Yuki Tsunoda suffered his first crash as a Red Bull driver in practice for the Saudi Arabian Grand Prix on Friday. Tsunoda clipped the inside wall on the entry to the final corner at the end of FP2.

The initial impact broke the steering arm, which meant he couldn’t avoid clouting the outside wall and wrecking the front-right corner of his car. Karun Chandhok says Tsunoda ‘did a Lando Norris’ after inadvertently emulating the McLaren driver’s 2023 incident.

It’s not the Japanese driver’s first incident in Jeddah. During the inaugural 2021 race, he collided with then-Aston Martin driver Sebastian Vettel.
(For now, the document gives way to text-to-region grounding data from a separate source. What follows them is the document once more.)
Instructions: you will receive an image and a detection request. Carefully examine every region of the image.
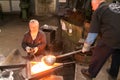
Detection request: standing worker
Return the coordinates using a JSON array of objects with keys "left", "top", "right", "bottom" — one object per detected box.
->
[
  {"left": 19, "top": 0, "right": 30, "bottom": 21},
  {"left": 81, "top": 0, "right": 120, "bottom": 80},
  {"left": 21, "top": 19, "right": 47, "bottom": 61}
]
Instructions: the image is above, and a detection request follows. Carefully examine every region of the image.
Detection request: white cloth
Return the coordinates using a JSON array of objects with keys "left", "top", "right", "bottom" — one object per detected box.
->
[
  {"left": 82, "top": 42, "right": 91, "bottom": 53},
  {"left": 25, "top": 46, "right": 31, "bottom": 53}
]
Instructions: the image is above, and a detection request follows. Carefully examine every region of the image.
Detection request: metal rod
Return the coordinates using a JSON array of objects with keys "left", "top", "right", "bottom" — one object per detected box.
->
[
  {"left": 0, "top": 63, "right": 27, "bottom": 69},
  {"left": 57, "top": 49, "right": 82, "bottom": 58},
  {"left": 56, "top": 46, "right": 95, "bottom": 58},
  {"left": 63, "top": 61, "right": 75, "bottom": 65}
]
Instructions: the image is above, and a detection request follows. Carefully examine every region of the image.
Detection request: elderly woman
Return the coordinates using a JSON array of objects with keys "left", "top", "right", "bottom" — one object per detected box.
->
[{"left": 22, "top": 19, "right": 47, "bottom": 60}]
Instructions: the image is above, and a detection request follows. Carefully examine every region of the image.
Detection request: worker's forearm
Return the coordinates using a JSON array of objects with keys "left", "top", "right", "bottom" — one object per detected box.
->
[{"left": 85, "top": 33, "right": 98, "bottom": 45}]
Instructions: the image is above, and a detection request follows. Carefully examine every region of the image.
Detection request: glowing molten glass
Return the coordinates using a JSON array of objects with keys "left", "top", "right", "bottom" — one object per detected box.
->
[
  {"left": 31, "top": 62, "right": 53, "bottom": 74},
  {"left": 42, "top": 55, "right": 56, "bottom": 66},
  {"left": 31, "top": 62, "right": 62, "bottom": 75}
]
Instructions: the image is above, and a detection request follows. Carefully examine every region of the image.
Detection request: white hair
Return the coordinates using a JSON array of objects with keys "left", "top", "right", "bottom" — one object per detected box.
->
[{"left": 29, "top": 19, "right": 39, "bottom": 27}]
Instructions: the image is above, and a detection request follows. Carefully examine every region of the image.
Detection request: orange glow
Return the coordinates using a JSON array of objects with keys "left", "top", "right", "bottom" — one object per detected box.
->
[{"left": 31, "top": 62, "right": 62, "bottom": 74}]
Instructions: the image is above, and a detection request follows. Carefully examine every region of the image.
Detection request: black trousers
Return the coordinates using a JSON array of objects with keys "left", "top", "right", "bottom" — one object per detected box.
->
[
  {"left": 88, "top": 41, "right": 114, "bottom": 78},
  {"left": 109, "top": 49, "right": 120, "bottom": 78}
]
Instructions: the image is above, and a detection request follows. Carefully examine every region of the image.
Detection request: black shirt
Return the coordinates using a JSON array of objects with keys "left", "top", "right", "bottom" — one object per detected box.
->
[
  {"left": 89, "top": 2, "right": 120, "bottom": 48},
  {"left": 22, "top": 30, "right": 47, "bottom": 56}
]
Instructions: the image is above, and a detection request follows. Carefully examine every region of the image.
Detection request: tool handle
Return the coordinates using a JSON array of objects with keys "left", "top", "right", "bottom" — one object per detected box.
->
[
  {"left": 63, "top": 61, "right": 75, "bottom": 65},
  {"left": 56, "top": 46, "right": 95, "bottom": 58},
  {"left": 56, "top": 49, "right": 82, "bottom": 58}
]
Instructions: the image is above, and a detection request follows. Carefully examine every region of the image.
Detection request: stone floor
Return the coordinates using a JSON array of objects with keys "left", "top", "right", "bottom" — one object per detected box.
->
[
  {"left": 0, "top": 13, "right": 120, "bottom": 80},
  {"left": 0, "top": 13, "right": 61, "bottom": 56},
  {"left": 75, "top": 58, "right": 120, "bottom": 80}
]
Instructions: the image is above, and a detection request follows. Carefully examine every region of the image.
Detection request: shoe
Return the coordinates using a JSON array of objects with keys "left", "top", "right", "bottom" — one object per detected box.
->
[
  {"left": 81, "top": 68, "right": 92, "bottom": 80},
  {"left": 106, "top": 69, "right": 117, "bottom": 80}
]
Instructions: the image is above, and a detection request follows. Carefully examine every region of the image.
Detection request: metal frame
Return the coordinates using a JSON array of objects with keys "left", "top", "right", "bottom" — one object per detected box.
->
[{"left": 0, "top": 63, "right": 27, "bottom": 70}]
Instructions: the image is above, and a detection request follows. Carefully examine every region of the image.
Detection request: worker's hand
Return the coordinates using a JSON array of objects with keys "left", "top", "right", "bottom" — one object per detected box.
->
[
  {"left": 73, "top": 8, "right": 76, "bottom": 12},
  {"left": 82, "top": 42, "right": 91, "bottom": 53},
  {"left": 25, "top": 46, "right": 32, "bottom": 53},
  {"left": 33, "top": 47, "right": 38, "bottom": 54},
  {"left": 78, "top": 38, "right": 85, "bottom": 44}
]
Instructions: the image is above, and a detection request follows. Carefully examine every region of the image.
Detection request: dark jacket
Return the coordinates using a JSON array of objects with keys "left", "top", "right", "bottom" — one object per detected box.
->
[
  {"left": 89, "top": 2, "right": 120, "bottom": 48},
  {"left": 22, "top": 30, "right": 47, "bottom": 56}
]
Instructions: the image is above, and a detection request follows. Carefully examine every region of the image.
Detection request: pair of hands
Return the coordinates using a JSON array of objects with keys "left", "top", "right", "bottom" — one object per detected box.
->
[{"left": 25, "top": 46, "right": 38, "bottom": 54}]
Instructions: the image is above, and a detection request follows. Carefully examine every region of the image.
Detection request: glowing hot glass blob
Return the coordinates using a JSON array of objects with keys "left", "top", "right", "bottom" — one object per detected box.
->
[{"left": 31, "top": 62, "right": 53, "bottom": 74}]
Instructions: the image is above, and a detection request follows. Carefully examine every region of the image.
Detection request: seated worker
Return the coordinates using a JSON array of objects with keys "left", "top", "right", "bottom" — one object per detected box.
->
[{"left": 21, "top": 19, "right": 47, "bottom": 60}]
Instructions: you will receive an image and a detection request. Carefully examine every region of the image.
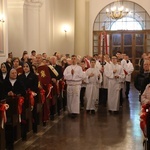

Photo by Jakub Porzycki/NurPhoto via Getty Images
Photo by Jakub Porzycki/NurPhoto via Getty Images

However, it shouldn’t necessarily affect the rest of his weekend. Tsunoda only missed a few minutes of high-fuel running, and the repairs won’t be especially taxing for the Red Bull mechanics.

Yuki Tsunoda is approaching corner entries like Sergio Perez at Saudi Arabian Grand Prix

Speaking on his YouTube channel, former F1 team manager Peter Windsor pointed out that Tsunoda had been using a ‘weird’ technique at turn 27. He was apparently nudging the car to the right before swinging left.

Windsor is ‘amazed’ that Red Bull engineers didn’t flag up this issue in the break between the two Friday sessions. He thinks it contributed to the evening shunt.

Sergio Perez would occasionally take a similar approach, possibly in the hope of opening up the corner. But Windsor reckons it unsettles the ground-effect cars.

Tsunoda thinks he can beat Max Verstappen once he’s fully adapted to the idiosyncrasies of the Red Bull. Perhaps this was a sign he’s still not comfortable behind the wheel.

“We saw Yuki going into that corner in FP1 this morning, and he was the only driver who does one of those weird, Sergio Perez-like turning right a little bit on the steering before you then turn left,” Windsor said.

“I don’t know whether it’s a security blanket. It’s really weird, it’s not as if he’s a rally driver. He did exactly the same thing when he had the shunt in FP2.

“I would be willing to bet that the reason he misjudged that and got that understeer is because he went slightly to the right before he went left. I’m amazed the engineers didn’t get onto him about that in the break between the two sessions.

“With these cars, the last thing you want is weight transfer one way and then another if you can avoid it. And Yuki was doing that.”

How Helmut Marko reacted to Yuki Tsunoda crash at Saudi Arabian Grand Prix

Guenther Steiner believes Red Bull will keep Tsunoda for 2026, citing a lack of compelling alternatives. There is an appreciation within the team that the RB21 is difficult to drive.

Perez racked up a huge damage bill last year, affecting Red Bull’s development budget. Tsunoda will want to avoid comparisons to the Mexican, who lost his way in his final year at Milton Keynes.

Motorsport Netherlands journalist Ronald Vording spoke to Helmut Marko in the paddock on Friday and shared his reaction to Tsunoda’s mistake.

“Marko said ‘you would expect something like that in a lap on the limits, a qualifying simulation, and not in the long runs’… That doesn’t change the fact that the Red Bull management was quite happy with Tsunoda today. The pace was there.”